L’Organisation météorologique mondiale (OMM), une agence spécialisée de l’ONU, a publié ce mardi 2 juin 2026 un bulletin d'alerte urgent. Les autorités climatiques appellent les gouvernements à se préparer au retour rapide du phénomène cyclique El Niño dès cet été, avertissant qu'il pourrait aggraver de manière significative les événements météorologiques extrêmes à travers la planète.
Selon les modèles de prévision saisonnière de l'OMM, la probabilité que les conditions El Niño se mettent en place entre les mois de juin et août 2026 s’élève à 80 %. Cette certitude grimpe à 90 % pour que le phénomène se maintienne au moins jusqu’au mois de novembre.
Bien que l'intensité maximale de cet épisode comporte encore des marges d'incertitude, la majorité des centres climatiques internationaux s’accordent sur un épisode qui sera « au moins modéré, et potentiellement fort ».
Les relevés physiques effectués en mer confirment cette transition rapide : entre fin avril et mi-mai, la température de surface de l'océan Pacifique équatorial s’est fortement rapprochée des seuils d'alerte. Cette anomalie est alimentée en profondeur par un réservoir de chaleur sous-marin, affichant des températures dépassant de plus de 6 °C les normales de saison.
Le Secrétaire général des Nations unies, António Guterres, a réagi par une déclaration solennelle en invitant les États à traiter cette situation comme un signal d'alarme majeur :
« La science est claire : El Niño est à nos portes [...]. Les conditions El Niño jetteront de l'huile sur le feu d'un monde qui se réchauffe. Les impacts seront encore plus forts, ressentis encore plus loin, et traverseront les frontières à une vitesse dévastatrice. ».
L'agence onusienne rappelle que le changement climatique d'origine humaine n'augmente pas la fréquence intrinsèque d'El Niño, mais que l'élévation globale de la température atmosphérique et océanique agit comme un amplificateur, rendant les sécheresses et les inondations associées au phénomène plus violentes.

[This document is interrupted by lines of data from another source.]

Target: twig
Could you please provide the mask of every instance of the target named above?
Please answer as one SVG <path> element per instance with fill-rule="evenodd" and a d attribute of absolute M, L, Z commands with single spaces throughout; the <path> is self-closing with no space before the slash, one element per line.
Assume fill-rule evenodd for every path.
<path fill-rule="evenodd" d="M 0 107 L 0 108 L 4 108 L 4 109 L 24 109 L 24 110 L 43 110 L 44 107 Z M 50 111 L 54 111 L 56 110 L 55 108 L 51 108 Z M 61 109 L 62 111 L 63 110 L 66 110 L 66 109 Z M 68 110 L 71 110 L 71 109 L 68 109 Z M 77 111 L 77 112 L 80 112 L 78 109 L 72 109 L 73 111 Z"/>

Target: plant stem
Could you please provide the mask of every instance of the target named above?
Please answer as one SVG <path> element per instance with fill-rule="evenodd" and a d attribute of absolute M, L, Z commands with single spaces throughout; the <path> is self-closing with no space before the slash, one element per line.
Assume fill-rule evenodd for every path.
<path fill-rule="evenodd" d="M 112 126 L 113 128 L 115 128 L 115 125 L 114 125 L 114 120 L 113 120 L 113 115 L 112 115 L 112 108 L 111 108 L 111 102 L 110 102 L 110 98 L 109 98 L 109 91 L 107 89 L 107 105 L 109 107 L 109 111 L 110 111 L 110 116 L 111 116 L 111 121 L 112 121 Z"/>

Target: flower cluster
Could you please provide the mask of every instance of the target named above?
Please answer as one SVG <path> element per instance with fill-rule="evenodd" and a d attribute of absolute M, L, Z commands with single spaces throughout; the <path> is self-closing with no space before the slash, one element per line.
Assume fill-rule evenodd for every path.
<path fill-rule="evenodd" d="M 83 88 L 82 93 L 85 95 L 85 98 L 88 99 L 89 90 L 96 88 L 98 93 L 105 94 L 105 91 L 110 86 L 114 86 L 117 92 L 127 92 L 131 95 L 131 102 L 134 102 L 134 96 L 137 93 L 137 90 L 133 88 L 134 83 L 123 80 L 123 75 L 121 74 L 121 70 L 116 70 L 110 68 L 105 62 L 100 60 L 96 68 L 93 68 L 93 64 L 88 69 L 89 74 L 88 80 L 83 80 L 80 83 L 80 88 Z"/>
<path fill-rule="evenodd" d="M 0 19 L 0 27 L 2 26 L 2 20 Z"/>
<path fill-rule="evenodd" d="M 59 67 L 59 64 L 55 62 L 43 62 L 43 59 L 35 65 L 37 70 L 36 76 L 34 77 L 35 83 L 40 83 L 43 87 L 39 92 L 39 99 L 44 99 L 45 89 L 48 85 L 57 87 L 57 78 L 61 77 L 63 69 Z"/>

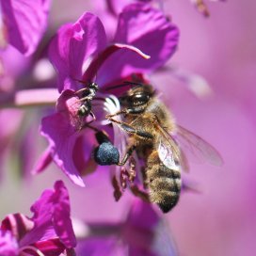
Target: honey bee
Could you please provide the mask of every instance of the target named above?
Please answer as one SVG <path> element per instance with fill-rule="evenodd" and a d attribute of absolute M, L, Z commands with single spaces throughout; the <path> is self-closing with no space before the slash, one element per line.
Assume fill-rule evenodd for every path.
<path fill-rule="evenodd" d="M 156 95 L 152 86 L 136 84 L 120 97 L 121 109 L 106 116 L 129 135 L 127 152 L 118 166 L 124 166 L 136 151 L 144 160 L 144 184 L 148 200 L 163 213 L 178 202 L 182 187 L 181 169 L 187 168 L 187 160 L 176 137 L 211 163 L 221 165 L 219 153 L 206 141 L 175 123 L 172 114 Z M 121 120 L 118 120 L 118 116 Z M 138 188 L 133 191 L 145 199 Z"/>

Le phénomène El Niño correspond à un réchauffement des eaux de surface du Pacifique tropical, ce qui perturbe par effet domino la circulation atmosphérique globale. Pour la période allant de juin à août, l'OMM prévoit des anomalies thermiques positives (des températures supérieures aux normales) sur la quasi-totalité des terres émergées, augmentant le risque de stress thermique.
Sur le plan des précipitations, les prévisions des comités climatiques régionaux mettent en garde contre des déséquilibres majeurs :
- Sécheresses accrues : Une mousson nettement moins abondante que la moyenne est attendue en Asie du Sud (notamment en Inde). Des conditions anormalement sèches et chaudes menacent également l'Australie, l'Indonésie, l'Amérique centrale et la Corne de l'Afrique.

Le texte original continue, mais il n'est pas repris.